MRI was requested for further work up: Figures 2-4.
Imaging findings: (US, MRI & CT)
MRI: Very large lobulated heterogeneous mass seen involving the uterine cervix more on left side extending to mid to lower uterus as well as in the middle third of the vagina measures approximately 11.5 x 8.5 x 13.6 cm in maximum anterior-posterior, transverse and craniocaudal diameters. The mass showing heterogeneous iso to internal high signal areas in the 12 weighted sequences, isosignal on T1 weighted sequences with remarkable diffusion restriction and heterogeneous enhancement with internal non-enhancing areas. Urinary bladder is empty with catheter noted in the. Urinary bladder is compressed and starched anteriorly by large mass with focal area demonstrated large loss of fat plane by the large mass represent urinary bladder as well as thick edematous wall invasion. Suggestion of posterior urethral wall involvement by large mass. Mid to lower rectum is compressed and displaced on the right side with loss of fat plane representing a rectal involvement. Multiple enlarged bilateral pelvic as well as pre sacral lymph nodes, the largest one on left side measures approximately 35 x 55 mm.
The lymph node demonstrated restricted diffusion and heterogeneous enhancement. In T2 weighted coronal and sagittal sequence demonstrated left hydro nephrosis with the dilated tortuous left ureter up to S1 level and most distal ureter is not visualized likely involved by the large mass. No right hydro nephrosis or right usual hydro ureter in MRI. The uterus appears subseptated with remarkable widening of junctional zone representing diffuse adenomyosis, more on left side showing some tiny areas of high signal in T1. Left ovary is not well visualized. Right ovary appears unremarkable.
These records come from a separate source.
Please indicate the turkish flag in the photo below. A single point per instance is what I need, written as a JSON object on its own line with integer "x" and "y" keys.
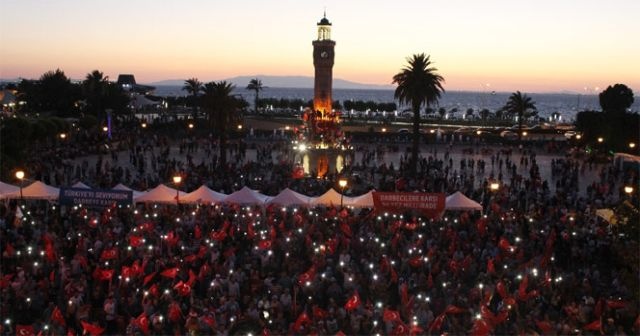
{"x": 481, "y": 328}
{"x": 6, "y": 280}
{"x": 522, "y": 289}
{"x": 264, "y": 244}
{"x": 175, "y": 314}
{"x": 544, "y": 326}
{"x": 109, "y": 254}
{"x": 183, "y": 289}
{"x": 616, "y": 304}
{"x": 148, "y": 278}
{"x": 219, "y": 235}
{"x": 401, "y": 329}
{"x": 209, "y": 320}
{"x": 451, "y": 309}
{"x": 319, "y": 313}
{"x": 436, "y": 325}
{"x": 309, "y": 275}
{"x": 24, "y": 330}
{"x": 501, "y": 289}
{"x": 594, "y": 326}
{"x": 92, "y": 329}
{"x": 491, "y": 268}
{"x": 171, "y": 272}
{"x": 142, "y": 322}
{"x": 56, "y": 316}
{"x": 135, "y": 241}
{"x": 197, "y": 233}
{"x": 102, "y": 274}
{"x": 353, "y": 302}
{"x": 302, "y": 319}
{"x": 390, "y": 315}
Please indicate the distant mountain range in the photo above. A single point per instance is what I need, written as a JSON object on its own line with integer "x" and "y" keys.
{"x": 284, "y": 82}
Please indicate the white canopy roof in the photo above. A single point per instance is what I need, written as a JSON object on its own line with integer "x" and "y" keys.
{"x": 289, "y": 197}
{"x": 203, "y": 195}
{"x": 331, "y": 197}
{"x": 36, "y": 190}
{"x": 246, "y": 196}
{"x": 6, "y": 188}
{"x": 136, "y": 193}
{"x": 80, "y": 185}
{"x": 458, "y": 201}
{"x": 362, "y": 201}
{"x": 159, "y": 194}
Minimal ascites in pelvic cavity. IMPRESSION: Large heterogeneous cervical mass with involvement of the lower uterus, mid third of the vagina as well as likely urinary bladder, left ureter and adjacent rectal involvement and worrisome involvement of posterior urethral wall as well as multiple enlarged lymph nodes representing cervical malignancy with FIGO stage IV a, N1.